Advertisement

Rays rally past Brewers for 10th win in 11 games

 
With two outs and the bases loaded, James Loney loops one into center off Brewers starter Kyle Lohse, putting the Rays up 2-1 in the sixth inning.
With two outs and the bases loaded, James Loney loops one into center off Brewers starter Kyle Lohse, putting the Rays up 2-1 in the sixth inning.
Published July 29, 2014

ST. PETERSBURG — Rays starter Jake Odorizzi never doubted he could pitch the way he did in Monday's 2-1 win over the Brewers.

Not when he was battling during spring training to win the fifth starting job. And not when he allowed 18 runs over a rough April.

"I knew the first month wasn't me," Odorizzi said. "I just had to get back to doing what I was doing."

Monday night at Tropicana Field, he mixed a strong fastball with a sharp slider to dominate a Milwaukee lineup loaded with right-handed hitters. Facing the club that drafted him No. 32 overall in 2008 — and traded him two years later — Odorizzi allowed three hits and one run in seven crisp innings.

"Odorizzi is the reason why we won," manager Joe Maddon said.

Odorizzi, plus another perfect night by the bullpen and a timely hit by James Loney.

After the Rays (52-54) mustered only two hits through the first five innings off Brewers starter Kyle Lohse, Ben Zobrist's walk started a two-out rally in the sixth. Matt Joyce followed with a single to left, and Evan Longoria took a borderline 3-and-2 pitch for a walk to load the bases.

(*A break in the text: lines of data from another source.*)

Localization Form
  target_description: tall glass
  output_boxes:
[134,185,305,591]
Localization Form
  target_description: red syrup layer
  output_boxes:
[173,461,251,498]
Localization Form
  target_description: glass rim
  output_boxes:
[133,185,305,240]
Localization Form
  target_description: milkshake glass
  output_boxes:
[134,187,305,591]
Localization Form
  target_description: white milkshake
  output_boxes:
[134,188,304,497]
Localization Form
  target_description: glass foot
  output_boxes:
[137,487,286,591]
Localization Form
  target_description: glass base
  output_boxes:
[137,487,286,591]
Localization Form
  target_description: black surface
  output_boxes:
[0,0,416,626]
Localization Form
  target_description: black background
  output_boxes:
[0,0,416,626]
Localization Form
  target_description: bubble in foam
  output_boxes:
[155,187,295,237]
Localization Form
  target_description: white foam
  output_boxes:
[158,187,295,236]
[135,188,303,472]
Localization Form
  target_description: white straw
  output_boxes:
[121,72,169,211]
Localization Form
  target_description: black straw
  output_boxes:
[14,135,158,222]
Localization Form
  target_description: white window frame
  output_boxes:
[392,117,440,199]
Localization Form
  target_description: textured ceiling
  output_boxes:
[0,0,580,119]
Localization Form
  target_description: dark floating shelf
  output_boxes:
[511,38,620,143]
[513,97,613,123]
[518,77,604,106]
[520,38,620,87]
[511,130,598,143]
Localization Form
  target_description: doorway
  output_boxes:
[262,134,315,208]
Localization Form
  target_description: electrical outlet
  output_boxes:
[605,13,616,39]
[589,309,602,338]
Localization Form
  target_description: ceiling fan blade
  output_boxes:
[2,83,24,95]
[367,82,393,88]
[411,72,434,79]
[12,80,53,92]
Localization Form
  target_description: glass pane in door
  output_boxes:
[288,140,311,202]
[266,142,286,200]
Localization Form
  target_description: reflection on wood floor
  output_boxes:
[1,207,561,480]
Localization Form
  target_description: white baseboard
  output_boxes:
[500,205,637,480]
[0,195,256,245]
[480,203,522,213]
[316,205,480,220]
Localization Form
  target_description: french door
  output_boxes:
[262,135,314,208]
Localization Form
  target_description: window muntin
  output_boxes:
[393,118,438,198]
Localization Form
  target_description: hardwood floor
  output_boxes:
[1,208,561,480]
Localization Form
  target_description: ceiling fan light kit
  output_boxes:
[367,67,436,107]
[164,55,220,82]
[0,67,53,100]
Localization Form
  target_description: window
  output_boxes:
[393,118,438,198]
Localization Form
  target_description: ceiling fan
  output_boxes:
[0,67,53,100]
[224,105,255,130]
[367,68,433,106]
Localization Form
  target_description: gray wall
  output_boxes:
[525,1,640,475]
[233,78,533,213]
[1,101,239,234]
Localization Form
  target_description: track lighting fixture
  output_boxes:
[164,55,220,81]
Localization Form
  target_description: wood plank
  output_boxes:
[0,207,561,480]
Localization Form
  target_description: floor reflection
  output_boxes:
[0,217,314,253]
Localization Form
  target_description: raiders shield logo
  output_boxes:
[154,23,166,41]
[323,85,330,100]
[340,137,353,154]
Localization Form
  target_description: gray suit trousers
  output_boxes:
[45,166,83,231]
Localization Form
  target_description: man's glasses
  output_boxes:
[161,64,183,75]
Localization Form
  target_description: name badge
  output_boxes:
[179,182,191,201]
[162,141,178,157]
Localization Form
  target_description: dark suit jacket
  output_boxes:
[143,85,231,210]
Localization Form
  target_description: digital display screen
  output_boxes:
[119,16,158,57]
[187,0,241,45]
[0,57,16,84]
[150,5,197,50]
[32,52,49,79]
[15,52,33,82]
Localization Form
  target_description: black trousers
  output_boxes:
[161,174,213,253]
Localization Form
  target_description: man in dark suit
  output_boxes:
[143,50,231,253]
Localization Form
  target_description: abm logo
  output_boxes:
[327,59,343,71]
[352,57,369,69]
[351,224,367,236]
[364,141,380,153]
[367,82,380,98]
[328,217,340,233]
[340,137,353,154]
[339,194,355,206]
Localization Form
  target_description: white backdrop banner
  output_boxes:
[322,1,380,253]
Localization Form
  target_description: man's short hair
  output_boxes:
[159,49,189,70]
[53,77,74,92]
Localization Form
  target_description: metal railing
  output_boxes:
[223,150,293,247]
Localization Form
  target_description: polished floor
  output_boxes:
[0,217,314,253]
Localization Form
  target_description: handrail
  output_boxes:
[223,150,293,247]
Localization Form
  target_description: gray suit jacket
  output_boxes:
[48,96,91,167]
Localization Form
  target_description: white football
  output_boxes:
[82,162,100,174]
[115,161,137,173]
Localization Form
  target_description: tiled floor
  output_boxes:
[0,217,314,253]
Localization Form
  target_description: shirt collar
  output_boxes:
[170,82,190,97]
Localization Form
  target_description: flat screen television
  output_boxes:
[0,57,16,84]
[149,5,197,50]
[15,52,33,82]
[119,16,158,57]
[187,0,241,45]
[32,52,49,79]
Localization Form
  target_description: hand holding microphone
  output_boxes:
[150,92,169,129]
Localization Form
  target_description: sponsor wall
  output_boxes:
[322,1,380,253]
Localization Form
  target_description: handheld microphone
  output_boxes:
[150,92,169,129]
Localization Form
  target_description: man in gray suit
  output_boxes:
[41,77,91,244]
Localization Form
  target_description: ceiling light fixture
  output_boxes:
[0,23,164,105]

"I was glad he walked him so I could get that chance," Loney said.

Loney capitalized, blooping a two-run single to center — his fifth bases-loaded hit of the season.

That was enough for Odorizzi. He needed only eight pitches in the first inning and retired the first seven batters before making his lone costly mistake — an inside fastball that became Mark Reynolds' fourth home run in his past five games.

But Odorizzi gave up only two hits the rest of the way, retiring 12 in a row at one point in front of an announced crowd of 12,660.

Rightfielder Kevin Kiermaier robbed Reynolds of an extra-base hit with a leaping catch in the fifth, and relievers Brad Boxberger and Jake McGee combined to strike out five in their perfect innings. McGee's 12th save in 13 chances secured the Rays' 10th win in their past 11 games.

"When things are going good like now, it's easy to pitch," Odorizzi said.

His results show it.

With Monday's five strikeouts, Odorizzi has 129 for the season — six behind the Yankees' Masahiro Tanaka for the rookie lead. Since posting a 6.85 ERA in April, Odorizzi's ERA is 3.00. His 91-pitch outing (with no walks) was the team-best eighth time he has allowed one or fewer runs this season, and he hasn't given up more than three runs in nine consecutive starts.

Odorizzi said he hasn't made any enormous changes but has simply tried to pick up little pointers from his teammates after every start.

"When it's going like that," he said, "you just don't change anything."